My church has an informal investment club promising 'blessed' high returns. What should I check first?
Check whether the investment and whoever is running it are registered with your country's securities regulator, since informal investment clubs run through churches are a common vehicle for Ponzi schemes regardless of how they are described spiritually.
Last reviewed: 5 July 2026
Explanation
An informal investment club that forms within a congregation often starts innocently, perhaps as a savings circle or a genuine attempt to pool resources, but it can be taken over or created from the start by someone intending to run a Ponzi or other unregistered investment scheme. The religious framing, calling returns 'blessed' or describing the fund as guided by faith, is used to lower scrutiny and to suggest that ordinary financial due diligence would be a sign of distrust in God or in fellow believers.

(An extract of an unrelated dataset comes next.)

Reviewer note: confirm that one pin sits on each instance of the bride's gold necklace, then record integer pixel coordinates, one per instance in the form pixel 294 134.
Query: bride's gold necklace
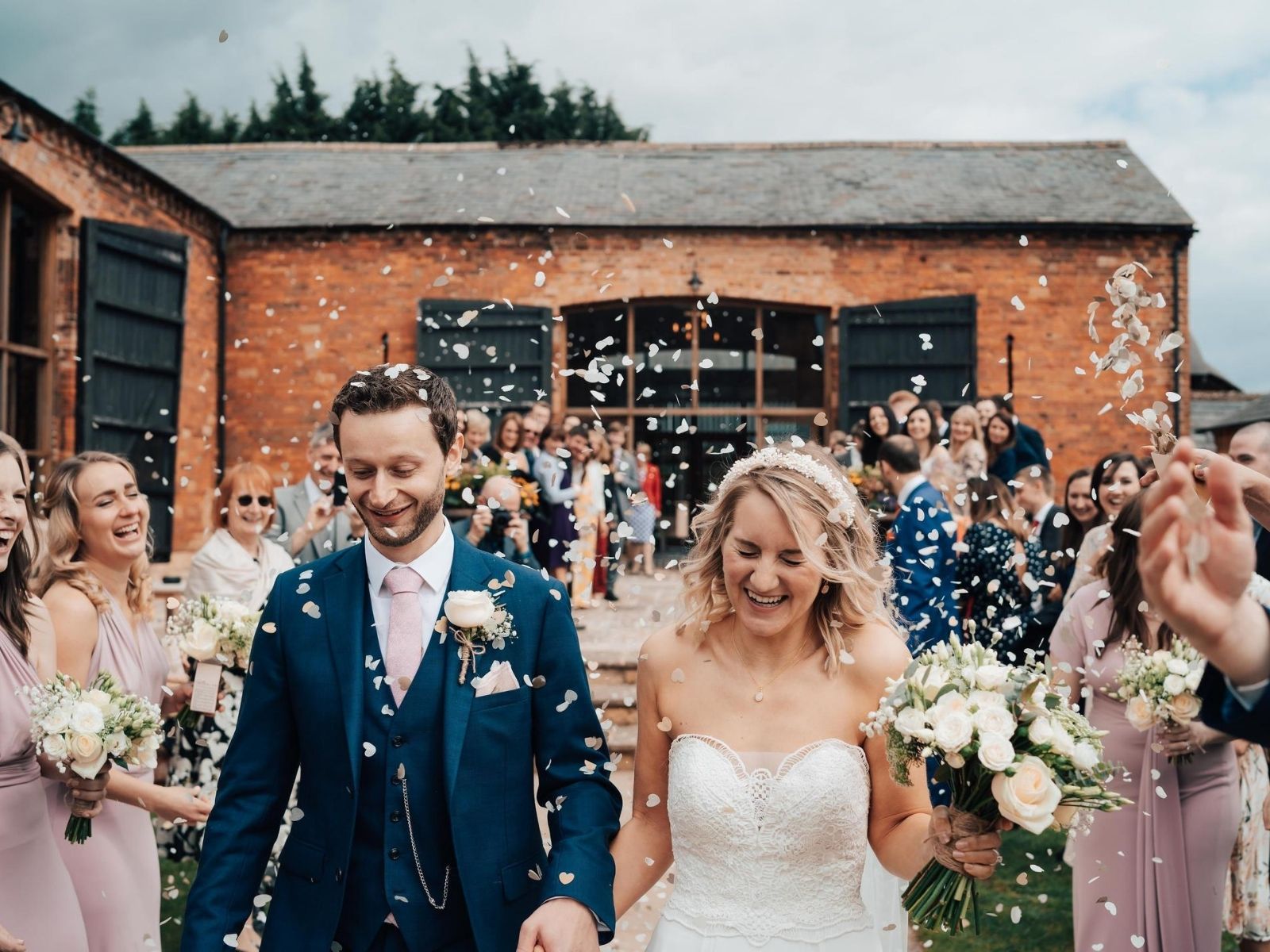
pixel 764 685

Because these clubs typically operate outside any regulatory registration, there is no independent oversight of how money is actually invested, no requirement to disclose risk, and no protection if the fund collapses or the organizer disappears with the money. Early participants are sometimes paid returns that appear to validate the club, which are in reality funded by newer members' contributions, a structure that mathematically must eventually collapse.

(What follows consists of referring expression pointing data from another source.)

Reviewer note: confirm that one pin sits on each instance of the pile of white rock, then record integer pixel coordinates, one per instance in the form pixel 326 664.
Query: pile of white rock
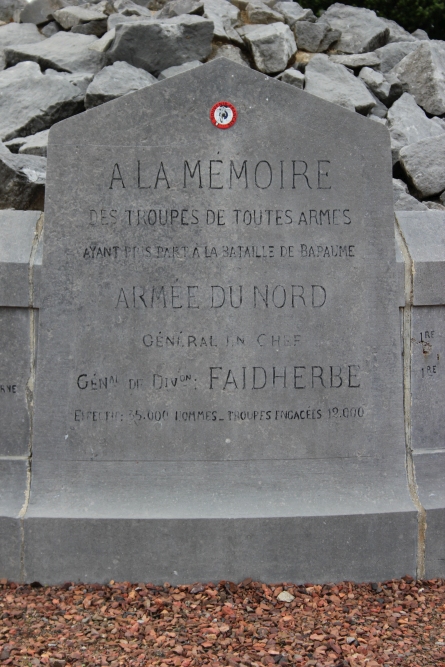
pixel 60 57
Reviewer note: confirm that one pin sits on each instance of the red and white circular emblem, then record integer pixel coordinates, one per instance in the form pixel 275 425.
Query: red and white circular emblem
pixel 223 115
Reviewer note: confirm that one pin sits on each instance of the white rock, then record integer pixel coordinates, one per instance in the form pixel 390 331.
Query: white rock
pixel 173 71
pixel 335 83
pixel 272 47
pixel 229 51
pixel 376 83
pixel 293 77
pixel 159 44
pixel 409 124
pixel 422 72
pixel 424 164
pixel 259 12
pixel 31 101
pixel 224 16
pixel 17 33
pixel 63 51
pixel 361 29
pixel 36 144
pixel 104 43
pixel 393 53
pixel 115 81
pixel 285 596
pixel 70 16
pixel 293 12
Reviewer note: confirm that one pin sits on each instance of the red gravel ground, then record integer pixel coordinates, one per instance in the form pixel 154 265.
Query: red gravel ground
pixel 398 622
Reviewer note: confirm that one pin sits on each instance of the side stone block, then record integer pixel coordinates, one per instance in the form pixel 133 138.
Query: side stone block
pixel 13 484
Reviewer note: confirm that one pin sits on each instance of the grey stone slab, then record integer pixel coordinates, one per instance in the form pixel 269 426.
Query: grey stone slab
pixel 409 124
pixel 31 101
pixel 314 37
pixel 272 46
pixel 400 269
pixel 361 29
pixel 197 451
pixel 13 487
pixel 424 164
pixel 297 549
pixel 424 233
pixel 423 74
pixel 15 368
pixel 17 230
pixel 157 45
pixel 392 53
pixel 427 378
pixel 430 468
pixel 64 51
pixel 179 69
pixel 335 83
pixel 114 81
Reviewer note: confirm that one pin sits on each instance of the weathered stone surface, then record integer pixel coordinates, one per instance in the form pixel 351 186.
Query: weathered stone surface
pixel 97 28
pixel 224 16
pixel 424 164
pixel 178 7
pixel 403 201
pixel 157 45
pixel 104 43
pixel 41 11
pixel 421 35
pixel 293 12
pixel 22 181
pixel 361 29
pixel 17 33
pixel 252 479
pixel 17 232
pixel 31 101
pixel 272 47
pixel 380 110
pixel 259 12
pixel 8 9
pixel 173 71
pixel 422 72
pixel 397 33
pixel 114 81
pixel 314 37
pixel 73 15
pixel 64 51
pixel 292 76
pixel 357 60
pixel 229 51
pixel 49 29
pixel 36 144
pixel 376 83
pixel 336 84
pixel 409 124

A legitimate investment vehicle, regardless of any religious motivation among its founders, is registered with the relevant regulator, discloses its actual holdings and risks in writing, and does not need spiritual language to justify unusually high or guaranteed returns, because no lawful investment can guarantee a high return without risk.
Common red flags
- Returns are described as guaranteed or unusually high with no real explanation of the underlying investment
- The fund or its organizer is not registered with your country's securities or financial regulator
- Religious language is used to discourage normal financial due diligence
- No written prospectus, disclosure document, or independent audit is available
- New investment is actively recruited from within the congregation to keep the fund growing
What to do now
- Check whether the fund and its organizer are registered with your country's securities regulator before investing anything
- Ask for a written disclosure of exactly what the money is invested in and what the risks are
- Be skeptical of any guaranteed or unusually high return, since this is the classic sign of a Ponzi structure
- Encourage church leadership to formally distance the congregation from any unregistered investment activity
- Report the scheme to securities regulators if you believe it is already defrauding members
Frequently asked questions
Can church leadership be held responsible if a member runs this scheme using the church's name?
This depends on the jurisdiction and the specific facts, including whether leadership knew about or endorsed the scheme, but congregations should formally and publicly distance themselves from any unregistered investment activity to protect other members.